The title is significant. 'Other Pictures', by definition, calls attention to what has been excluded: the official canon of photographic history. Walther's project toys with concepts such as the cult of genius, the significance of the signature, and the rarefied atmosphere of unique artistic production. Not only has everyman become an artist, the accidental and anonymous act is now fit for institutional inclusion (and I'm not talking asylum in the Outsider Art sense). Glancing at the museum walls, or flipping through the pages of the book, it became obvious how quickly 'amateur' photography can rise to a high level of aesthetic interest.

There were echoes of masterpieces everywhere: Walker Evans, Paul Strand, Cartier-Bresson, Lartigue, Minor White, and other major names would have looked at home here. But no. These photographs are simply, but by no means simple, found images. The paradox, of course, is that we're not dealing with random shots left behind by a replicant whose aims and intentions have long since left the building. The show was as much about Walther's eye as that of the unknown photographers. But his canny curatorial skill was ultimately outdistanced by the work itself. The photos, by virtue of their unknown origin, seal themselves in an effervescent hermeticism.

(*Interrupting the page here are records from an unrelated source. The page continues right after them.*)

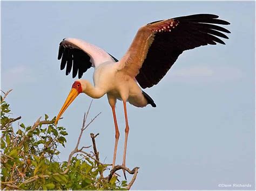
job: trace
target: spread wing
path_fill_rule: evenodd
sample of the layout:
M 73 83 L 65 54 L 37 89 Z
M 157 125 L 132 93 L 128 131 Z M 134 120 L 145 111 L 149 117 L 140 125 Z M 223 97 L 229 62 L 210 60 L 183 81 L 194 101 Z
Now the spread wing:
M 157 84 L 183 51 L 225 44 L 228 25 L 214 15 L 199 14 L 159 20 L 140 28 L 120 62 L 119 70 L 136 77 L 143 88 Z
M 97 67 L 102 63 L 116 59 L 103 49 L 83 40 L 65 38 L 59 44 L 58 60 L 62 59 L 60 69 L 66 67 L 66 75 L 69 75 L 73 67 L 73 78 L 78 73 L 81 78 L 84 73 L 91 67 Z

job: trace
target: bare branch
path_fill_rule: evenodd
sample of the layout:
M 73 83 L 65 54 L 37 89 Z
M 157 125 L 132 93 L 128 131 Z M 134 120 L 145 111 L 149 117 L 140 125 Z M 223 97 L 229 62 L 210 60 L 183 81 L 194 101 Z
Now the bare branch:
M 12 89 L 11 89 L 9 90 L 8 91 L 6 91 L 6 93 L 5 93 L 3 91 L 1 90 L 2 92 L 4 94 L 4 97 L 2 99 L 2 101 L 3 101 L 4 99 L 6 97 L 7 95 L 10 93 L 11 91 L 12 91 Z
M 92 123 L 92 122 L 99 115 L 99 114 L 101 114 L 101 112 L 98 114 L 91 121 L 91 122 L 85 126 L 85 123 L 86 122 L 86 119 L 87 119 L 87 117 L 88 116 L 88 114 L 89 113 L 89 111 L 90 111 L 90 109 L 91 109 L 91 106 L 92 105 L 92 101 L 93 100 L 91 101 L 91 103 L 90 103 L 90 105 L 89 105 L 89 107 L 88 108 L 88 110 L 87 110 L 87 112 L 86 113 L 84 114 L 84 119 L 83 119 L 83 125 L 82 125 L 82 127 L 81 128 L 81 130 L 80 131 L 80 134 L 79 135 L 79 137 L 78 137 L 78 139 L 77 140 L 77 144 L 76 145 L 76 147 L 75 147 L 74 150 L 73 151 L 71 151 L 71 152 L 70 153 L 70 154 L 69 154 L 69 159 L 68 160 L 68 164 L 67 164 L 67 167 L 65 169 L 65 170 L 63 172 L 62 174 L 66 174 L 68 171 L 69 171 L 69 166 L 70 166 L 70 163 L 71 163 L 71 158 L 72 158 L 72 157 L 76 153 L 78 153 L 78 152 L 82 152 L 82 153 L 83 153 L 85 154 L 86 154 L 87 155 L 88 155 L 88 157 L 89 157 L 90 158 L 91 158 L 91 159 L 95 160 L 97 160 L 97 161 L 98 161 L 98 160 L 97 160 L 97 159 L 95 159 L 93 157 L 92 157 L 90 154 L 89 153 L 87 153 L 86 152 L 82 151 L 82 150 L 84 148 L 87 148 L 87 147 L 85 147 L 85 146 L 83 146 L 82 147 L 81 149 L 80 150 L 78 150 L 78 146 L 80 144 L 80 141 L 81 140 L 81 138 L 82 138 L 82 136 L 83 135 L 83 132 L 84 132 L 84 131 L 89 126 L 89 125 Z M 100 164 L 101 164 L 100 162 L 99 162 Z
M 18 189 L 18 190 L 21 189 L 21 188 L 18 187 L 17 186 L 16 186 L 16 185 L 14 185 L 13 183 L 7 183 L 5 184 L 5 185 L 7 186 L 9 188 L 14 188 L 14 189 Z
M 35 122 L 34 124 L 32 126 L 31 129 L 30 129 L 29 130 L 29 132 L 33 131 L 33 130 L 35 130 L 35 129 L 36 128 L 37 128 L 39 125 L 40 125 L 41 124 L 42 125 L 50 124 L 53 123 L 55 122 L 55 120 L 53 120 L 53 119 L 52 119 L 51 121 L 47 121 L 47 120 L 40 121 L 41 118 L 42 118 L 42 117 L 40 117 L 39 118 L 38 118 L 37 119 L 36 122 Z M 19 143 L 19 146 L 22 145 L 23 144 L 24 142 L 26 140 L 26 139 L 28 139 L 29 138 L 29 136 L 26 136 L 23 137 L 23 138 L 22 139 L 23 140 L 21 141 L 21 143 Z
M 98 136 L 99 135 L 99 133 L 97 133 L 96 135 L 95 135 L 92 133 L 91 133 L 90 134 L 91 138 L 92 138 L 92 145 L 93 146 L 94 154 L 95 155 L 95 157 L 96 158 L 96 159 L 98 160 L 99 161 L 99 152 L 97 150 L 96 143 L 95 142 L 95 138 L 97 136 Z
M 136 177 L 138 173 L 139 168 L 139 167 L 136 167 L 132 170 L 131 171 L 129 168 L 127 168 L 126 167 L 124 166 L 116 165 L 114 166 L 114 168 L 113 168 L 111 171 L 110 171 L 110 174 L 109 175 L 109 181 L 110 181 L 110 179 L 111 179 L 111 178 L 112 177 L 113 174 L 114 174 L 116 171 L 117 171 L 120 169 L 124 169 L 125 171 L 127 171 L 129 174 L 133 174 L 133 176 L 132 176 L 131 182 L 129 182 L 129 183 L 128 184 L 126 188 L 127 189 L 130 189 L 131 187 L 132 187 L 132 185 L 133 184 L 134 182 L 135 181 L 135 180 L 136 179 Z
M 14 123 L 14 122 L 16 122 L 16 121 L 21 119 L 21 116 L 19 116 L 17 118 L 16 118 L 15 119 L 10 119 L 10 121 L 9 122 L 9 123 Z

To address specific examples is not in keeping with the egalitarian doctrine the collection inspires. To paraphrase Walther, anyone who can see is an artist. That said, here are a few favourites: a group of men stand together in an exterior shot on the barren outskirts of a small town. Everything is wrong. The telephone posts that give striking verticality to the composition are all bent askew in improbable configurations. One man's face is bandaged. Another man's tie has gone awry. The entire scene resembles the aftermath of disaster, but the photograph, at this point in time, is the only survivor.

In another image, we see a slightly asymmetrical shot of a women's head, whose hairstyle marks the period as the 1930s. The wallpaper in the background gives the entire print a cohesive pattern and design. Why is it remarkable? Because the photographer isn't shooting a standard portrait; he or she has chosen to shoot the back of the subject's head. Is it an early precursor to post-Modern irony, or a reference point for a hairdresser with a following? We will never know. A man in a white suit stands in front of a few large shrubs. Because of some technical altercation in either camera or printing, his body glows like a firefly. An accident has turned emblematic. It is a startling, quasi-spiritual, and completely indecipherable moment.

One of the great concepts in Blade Runner is that a technology might rise to a level of awareness at which it cares more about its own life than the 'true' life that created it. In that, and with the advent of 'Other Pictures', is an allegory that places the so-called pedestrian on a pedestal formerly designated for artists only. Are you ready to join the club? Call it Anonymouses Anonymous.